Agustus 04, 2026, 08:28 WIB
Last Updated 2026-08-04T02:22:08Z

Abdul Hakim Bantah Isu Menyangkut Dirinya Sebagai Pelaku Kejahatan Seksual

Advertisement

 

Gambar ini hanya ilustrasi. mengupload gambar narasumber dapat menimbulkan tekanan mental ditengah isu menerpanya

Penakhatulistiwa.id (Sekadau) - Abdul Hakim, seorang perawat di Sekadau, memberikan klarifikasi resmi terkait tuduhan yang beredar menyebut dirinya sebagai pelaku kasus kekerasan sex terhadap anak dibawah umur. Ia menegaskan tuduhan tersebut tidak benar sama sekali.




 

Kepada media ini, Abdul Hakim menyatakan bahwa pemeriksaan yang ia lakukan terhadap anak tersebut adalah murni tindakan medis dan sudah dilakukan sesuai prosedur standar pelayanan kesehatan.





"Saya juga meminta izin sebelum memeriksanya, karena saya melihat ada tanda-tanda aneh terhadap diri anak tersebut (kelainan kesehatan)," kata Abdul Hakim, saat ditemui Awak Media Penakhatulistiwa.id dikediamannya Selasa 4 Agustus 2026.





 

"Saya tegaskan dengan tegas, saya tidak melakukan tindakan yang dituduhkan. Saya tidak hal yang sebagaimana dituduhkan. Yang saya lakukan adalah pemeriksaan medis yang menjadi tugas dan tanggung jawab saya sebagai tenaga kesehatan," tegas Abdul Hakim.



 

Ia menjelaskan kondisi saat pemeriksaan berlangsung: ruangan sangat sempit, pintu dalam keadaan rusak, serta badan anak tersebut justru lebih besar daripada dirinya. Semua tindakan pemeriksaan sudah sesuai dengan prosedur 



 

"Kalau seandainya ada tindakan tidak pantas yang saya lakukan, anak itu bisa saja memberontak dan kabur dengan sangat mudah. Apalagi saat itu banyak pasien yang menunggu di luar," jelasnya.




 

Pemeriksaan itu pun berlangsung sangat singkat, tidak lebih dari 10 menit. Isinya hanyalah percakapan dan obrolan biasa. Abdul Hakim mengaku sengaja menasehati anak tersebut karena ia mengetahui perilaku anak itu.



 

"Saya hanya menasehatinya. Tidak ada hal lain. Saya sangat terkejut ketika keluar dari ruangan, tiba-tiba sudah beredar berita bahwa saya telah menyodomi anak tersebut," ungkapnya.

 




Dari hasil pemeriksaan juga Abdul Hakim mengungkapkan bahwa ada tanda-tanda bahwa diduga anak tersebut memiliki kelainan medis.

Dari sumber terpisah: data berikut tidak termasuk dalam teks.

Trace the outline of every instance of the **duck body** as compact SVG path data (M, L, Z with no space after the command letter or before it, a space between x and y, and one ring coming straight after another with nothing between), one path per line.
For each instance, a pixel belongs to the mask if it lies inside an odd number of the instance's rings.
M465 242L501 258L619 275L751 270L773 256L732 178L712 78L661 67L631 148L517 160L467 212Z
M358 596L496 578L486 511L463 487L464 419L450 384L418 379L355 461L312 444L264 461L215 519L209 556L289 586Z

Meski demikian ia tidak mau menyimpulkan karena itu privasi pasien.



Ia juga mempertanyakan sikap pihak keluarga yang langsung menyebarkan tuduhan tanpa mengonfirmasi kepadanya terlebih dahulu.




 

"Saya meminta kepada pihak keluarga untuk mengklarifikasi langsung kepada saya sebelum membuat kesimpulan atau menyebarkan spekulasi yang merugikan nama baik saya," ujarnya.



 

Abdul Hakim menginginkan persoalan ini diselesaikan dengan cara yang baik. Dan diskusi karena ini menyangkut masa depan seorang anak.

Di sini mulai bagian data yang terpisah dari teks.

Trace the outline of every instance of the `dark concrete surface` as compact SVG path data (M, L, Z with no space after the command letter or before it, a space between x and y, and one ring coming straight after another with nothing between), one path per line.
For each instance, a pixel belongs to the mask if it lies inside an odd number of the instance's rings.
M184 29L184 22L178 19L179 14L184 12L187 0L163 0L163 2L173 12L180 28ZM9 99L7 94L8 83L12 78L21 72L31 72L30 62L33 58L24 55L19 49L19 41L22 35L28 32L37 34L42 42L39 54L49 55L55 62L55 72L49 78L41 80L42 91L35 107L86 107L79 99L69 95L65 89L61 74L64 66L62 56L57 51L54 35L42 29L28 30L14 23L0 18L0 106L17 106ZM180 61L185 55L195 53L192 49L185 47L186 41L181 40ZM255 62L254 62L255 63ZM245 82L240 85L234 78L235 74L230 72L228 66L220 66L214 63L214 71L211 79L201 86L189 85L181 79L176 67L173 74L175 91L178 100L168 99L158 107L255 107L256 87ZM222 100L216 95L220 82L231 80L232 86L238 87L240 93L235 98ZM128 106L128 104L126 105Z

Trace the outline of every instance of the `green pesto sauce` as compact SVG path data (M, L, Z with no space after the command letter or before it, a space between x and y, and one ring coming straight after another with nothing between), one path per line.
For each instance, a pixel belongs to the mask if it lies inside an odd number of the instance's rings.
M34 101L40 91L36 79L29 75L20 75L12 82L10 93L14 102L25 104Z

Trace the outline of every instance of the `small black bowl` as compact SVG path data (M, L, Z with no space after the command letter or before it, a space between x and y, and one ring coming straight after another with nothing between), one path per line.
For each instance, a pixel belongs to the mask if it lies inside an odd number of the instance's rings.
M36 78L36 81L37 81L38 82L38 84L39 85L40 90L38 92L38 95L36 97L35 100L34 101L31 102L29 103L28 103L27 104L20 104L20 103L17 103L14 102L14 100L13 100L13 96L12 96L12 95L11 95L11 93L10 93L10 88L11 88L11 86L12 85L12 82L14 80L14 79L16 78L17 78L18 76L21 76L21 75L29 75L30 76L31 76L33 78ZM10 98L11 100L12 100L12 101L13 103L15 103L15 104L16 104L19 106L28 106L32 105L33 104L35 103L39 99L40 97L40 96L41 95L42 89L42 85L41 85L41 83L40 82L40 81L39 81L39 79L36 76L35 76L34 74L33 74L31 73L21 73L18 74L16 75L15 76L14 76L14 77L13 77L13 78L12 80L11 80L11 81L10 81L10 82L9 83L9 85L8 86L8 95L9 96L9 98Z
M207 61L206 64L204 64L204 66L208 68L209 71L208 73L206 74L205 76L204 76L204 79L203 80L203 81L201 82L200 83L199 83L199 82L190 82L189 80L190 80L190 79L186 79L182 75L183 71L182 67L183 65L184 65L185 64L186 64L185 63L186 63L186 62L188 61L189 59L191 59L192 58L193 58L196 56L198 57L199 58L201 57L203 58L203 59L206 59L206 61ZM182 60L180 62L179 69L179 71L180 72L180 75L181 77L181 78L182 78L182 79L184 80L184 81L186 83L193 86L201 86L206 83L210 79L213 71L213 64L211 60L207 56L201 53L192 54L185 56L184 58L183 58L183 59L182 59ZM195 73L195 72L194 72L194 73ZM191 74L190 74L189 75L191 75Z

Abdul Hakim menegaskan bahwa dirinya sering menangani pasien dengan keluhan yang sama mulai dari pria maupun wanita, dan semua ditanganin dengan prosedur yang sama. 



Oleh karena itu sebelum mereka berobat saya melakukan pendekatan emosional agar si anak tersebut tidak malu menceritakan kepada saya tentang kebiasaan-kebiasaan buruknya.